1978 Little League World Series

Tournament details
- Dates: August 22–August 26
- Teams: 8

Final positions
- Champions: Pinkuang Little League Pingtung, Taiwan
- Runners-up: San Ramon Valley Little League Danville, California

= 1978 Little League World Series =

Children's baseball tournament

The 1978 Little League World Series took place between August 22 and August 26 in South Williamsport, Pennsylvania.

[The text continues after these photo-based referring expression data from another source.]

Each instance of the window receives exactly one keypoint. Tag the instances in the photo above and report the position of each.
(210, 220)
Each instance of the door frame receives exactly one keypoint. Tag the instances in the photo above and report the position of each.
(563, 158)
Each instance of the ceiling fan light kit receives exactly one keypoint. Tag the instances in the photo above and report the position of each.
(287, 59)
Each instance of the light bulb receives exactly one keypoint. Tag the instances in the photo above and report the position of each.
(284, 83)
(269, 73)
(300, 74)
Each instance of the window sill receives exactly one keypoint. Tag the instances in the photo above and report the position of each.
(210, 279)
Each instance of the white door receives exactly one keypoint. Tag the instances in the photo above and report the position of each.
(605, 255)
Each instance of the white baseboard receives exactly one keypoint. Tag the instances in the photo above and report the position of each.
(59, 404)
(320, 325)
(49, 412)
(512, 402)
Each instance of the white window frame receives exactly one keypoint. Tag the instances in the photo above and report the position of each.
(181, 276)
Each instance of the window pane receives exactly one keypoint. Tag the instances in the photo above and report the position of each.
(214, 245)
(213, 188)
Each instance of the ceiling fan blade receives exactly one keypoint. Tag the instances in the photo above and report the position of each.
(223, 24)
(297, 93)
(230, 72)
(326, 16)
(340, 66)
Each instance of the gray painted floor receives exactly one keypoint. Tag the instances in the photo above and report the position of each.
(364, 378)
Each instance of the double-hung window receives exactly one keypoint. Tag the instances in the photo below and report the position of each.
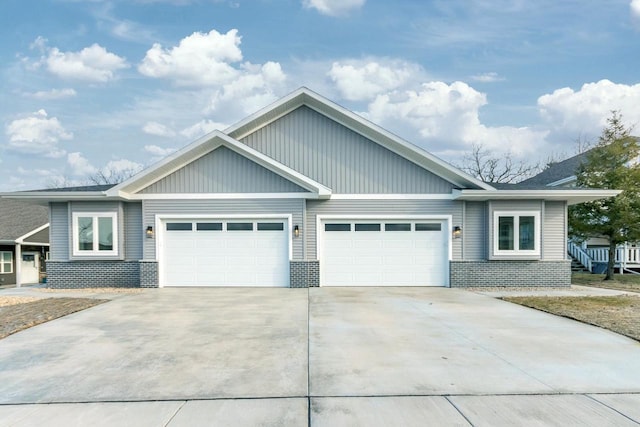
(6, 262)
(95, 234)
(516, 233)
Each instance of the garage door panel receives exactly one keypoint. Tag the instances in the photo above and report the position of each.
(221, 257)
(401, 256)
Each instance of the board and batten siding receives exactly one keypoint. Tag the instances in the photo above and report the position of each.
(133, 231)
(253, 208)
(380, 208)
(223, 171)
(474, 231)
(340, 158)
(554, 229)
(59, 228)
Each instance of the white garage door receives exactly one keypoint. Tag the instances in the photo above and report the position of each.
(384, 253)
(204, 252)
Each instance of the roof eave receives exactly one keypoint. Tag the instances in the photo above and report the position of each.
(572, 197)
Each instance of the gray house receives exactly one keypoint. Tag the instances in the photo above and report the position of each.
(24, 242)
(306, 193)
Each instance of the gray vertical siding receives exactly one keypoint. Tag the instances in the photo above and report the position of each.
(355, 208)
(223, 171)
(340, 158)
(554, 231)
(475, 231)
(133, 231)
(59, 231)
(253, 207)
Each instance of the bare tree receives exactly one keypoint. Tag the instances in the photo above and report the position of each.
(482, 164)
(110, 175)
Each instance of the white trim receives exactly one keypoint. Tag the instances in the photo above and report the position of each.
(10, 263)
(537, 242)
(375, 196)
(446, 219)
(202, 147)
(31, 233)
(358, 124)
(562, 181)
(76, 252)
(572, 196)
(161, 219)
(209, 196)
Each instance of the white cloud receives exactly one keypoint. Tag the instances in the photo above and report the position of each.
(333, 7)
(487, 77)
(201, 128)
(635, 8)
(156, 151)
(359, 80)
(571, 113)
(447, 116)
(92, 64)
(158, 129)
(80, 165)
(255, 88)
(53, 94)
(37, 134)
(199, 59)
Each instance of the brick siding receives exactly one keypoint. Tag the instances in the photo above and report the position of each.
(93, 274)
(510, 273)
(304, 274)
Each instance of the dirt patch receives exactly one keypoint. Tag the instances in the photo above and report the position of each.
(17, 317)
(619, 313)
(12, 300)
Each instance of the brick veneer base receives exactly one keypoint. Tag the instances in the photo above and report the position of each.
(304, 274)
(510, 273)
(93, 274)
(148, 274)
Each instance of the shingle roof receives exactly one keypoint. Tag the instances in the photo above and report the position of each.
(19, 218)
(558, 171)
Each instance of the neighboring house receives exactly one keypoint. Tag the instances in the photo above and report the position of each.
(24, 242)
(306, 193)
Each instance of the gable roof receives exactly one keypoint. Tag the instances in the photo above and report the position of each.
(19, 219)
(358, 124)
(560, 173)
(201, 147)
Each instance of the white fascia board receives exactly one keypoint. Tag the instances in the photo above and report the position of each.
(563, 181)
(362, 126)
(21, 239)
(571, 196)
(202, 147)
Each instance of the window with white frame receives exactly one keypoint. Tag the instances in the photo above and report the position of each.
(6, 262)
(95, 234)
(516, 233)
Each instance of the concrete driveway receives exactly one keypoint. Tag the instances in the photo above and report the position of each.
(327, 356)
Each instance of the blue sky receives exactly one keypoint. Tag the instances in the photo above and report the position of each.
(91, 86)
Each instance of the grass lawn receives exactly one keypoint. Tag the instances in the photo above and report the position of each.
(625, 282)
(619, 313)
(19, 313)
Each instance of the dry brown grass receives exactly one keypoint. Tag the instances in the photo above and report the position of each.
(17, 317)
(620, 313)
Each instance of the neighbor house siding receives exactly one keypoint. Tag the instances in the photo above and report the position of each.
(133, 231)
(249, 207)
(554, 235)
(59, 227)
(223, 171)
(340, 158)
(380, 208)
(474, 231)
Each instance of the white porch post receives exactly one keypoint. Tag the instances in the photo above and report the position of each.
(18, 261)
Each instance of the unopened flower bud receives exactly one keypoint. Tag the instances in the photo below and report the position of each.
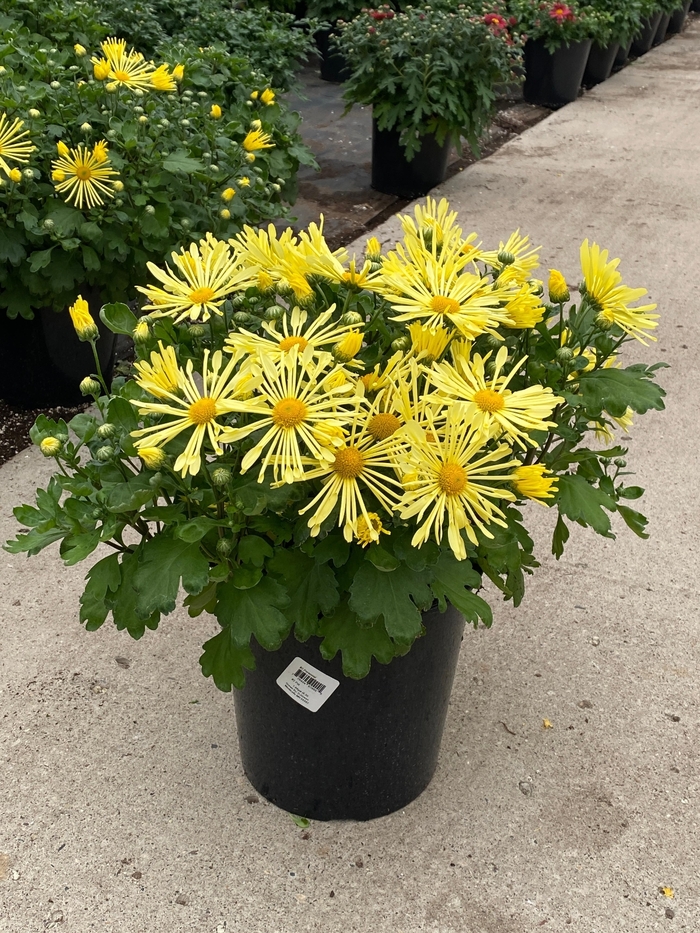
(90, 386)
(50, 446)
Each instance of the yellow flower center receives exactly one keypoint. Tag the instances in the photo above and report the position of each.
(488, 400)
(201, 296)
(442, 305)
(349, 463)
(289, 413)
(452, 479)
(383, 425)
(203, 410)
(286, 343)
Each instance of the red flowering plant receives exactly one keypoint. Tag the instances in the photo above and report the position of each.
(557, 23)
(429, 70)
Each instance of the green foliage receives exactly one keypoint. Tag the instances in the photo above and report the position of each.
(173, 158)
(427, 71)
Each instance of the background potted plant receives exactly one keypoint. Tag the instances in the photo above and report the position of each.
(429, 75)
(116, 159)
(327, 454)
(625, 21)
(559, 38)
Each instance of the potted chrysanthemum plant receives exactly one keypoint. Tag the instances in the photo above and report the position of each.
(328, 454)
(106, 162)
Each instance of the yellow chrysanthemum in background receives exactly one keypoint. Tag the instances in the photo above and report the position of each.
(450, 475)
(299, 413)
(161, 375)
(611, 299)
(489, 405)
(534, 481)
(207, 274)
(130, 69)
(256, 140)
(84, 176)
(13, 142)
(358, 462)
(196, 408)
(321, 334)
(82, 320)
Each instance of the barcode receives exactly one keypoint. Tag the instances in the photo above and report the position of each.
(316, 685)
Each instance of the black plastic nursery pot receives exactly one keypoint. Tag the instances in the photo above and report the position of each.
(553, 79)
(372, 745)
(643, 40)
(600, 63)
(661, 29)
(42, 362)
(623, 53)
(392, 173)
(333, 65)
(678, 18)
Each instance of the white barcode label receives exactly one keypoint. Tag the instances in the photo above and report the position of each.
(306, 684)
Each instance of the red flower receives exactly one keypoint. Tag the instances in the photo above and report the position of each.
(562, 13)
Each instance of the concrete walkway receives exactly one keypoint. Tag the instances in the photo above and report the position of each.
(123, 806)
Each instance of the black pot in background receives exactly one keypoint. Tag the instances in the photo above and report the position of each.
(334, 66)
(599, 65)
(393, 174)
(678, 17)
(623, 53)
(370, 749)
(553, 79)
(642, 41)
(661, 29)
(42, 362)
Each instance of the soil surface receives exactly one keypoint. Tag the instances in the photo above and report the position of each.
(341, 191)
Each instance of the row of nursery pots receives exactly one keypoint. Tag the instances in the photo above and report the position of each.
(552, 79)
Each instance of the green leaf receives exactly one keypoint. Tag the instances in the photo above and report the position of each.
(253, 550)
(254, 611)
(634, 520)
(398, 596)
(358, 644)
(225, 661)
(180, 161)
(583, 503)
(103, 577)
(311, 587)
(559, 537)
(614, 390)
(454, 582)
(118, 318)
(164, 563)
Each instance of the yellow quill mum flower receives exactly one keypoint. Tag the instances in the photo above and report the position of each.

The Pinkuang Little League of Pingtung, Taiwan, defeated the San Ramon Valley Little League of Danville, California, in the championship game of the 32nd Little League World Series.

==Teams==

| United States | International |
|---|---|
| Illinois Palatine, Illinois Central Region South Little League | British Columbia Surrey, British Columbia CAN Canada Region Whalley Little League |
| New York Rockville Centre, New York East Region American Little League | ESP Madrid, Spain Europe Region Torrejón Air Base Little League |
| Kentucky Lexington, Kentucky South Region South Lexington Little League | TWN Pingtung, Taiwan Far East Region Pinkuang Little League |
| California Danville, California West Region San Ramon Valley Little League | DOM Santo Domingo, Dominican Republic Latin America Region LaJavilla Little League |

==Position bracket==

| 1978 Little League World Series Champions |
|---|
| Pinkuang Little League Pintung, Taiwan |

==Notable players==
- Erik Johnson of the San Ramon team went on to play in MLB as an infielder in 1993 and 1994.
- Dave Veres of the Torrejón Air Base team went on to play in MLB as pitcher between 1994 and 2003.
- Al Haynes was an umpire in the 1978 LLWS. He later became the hero pilot of the 1989 United Airlines Flight 232.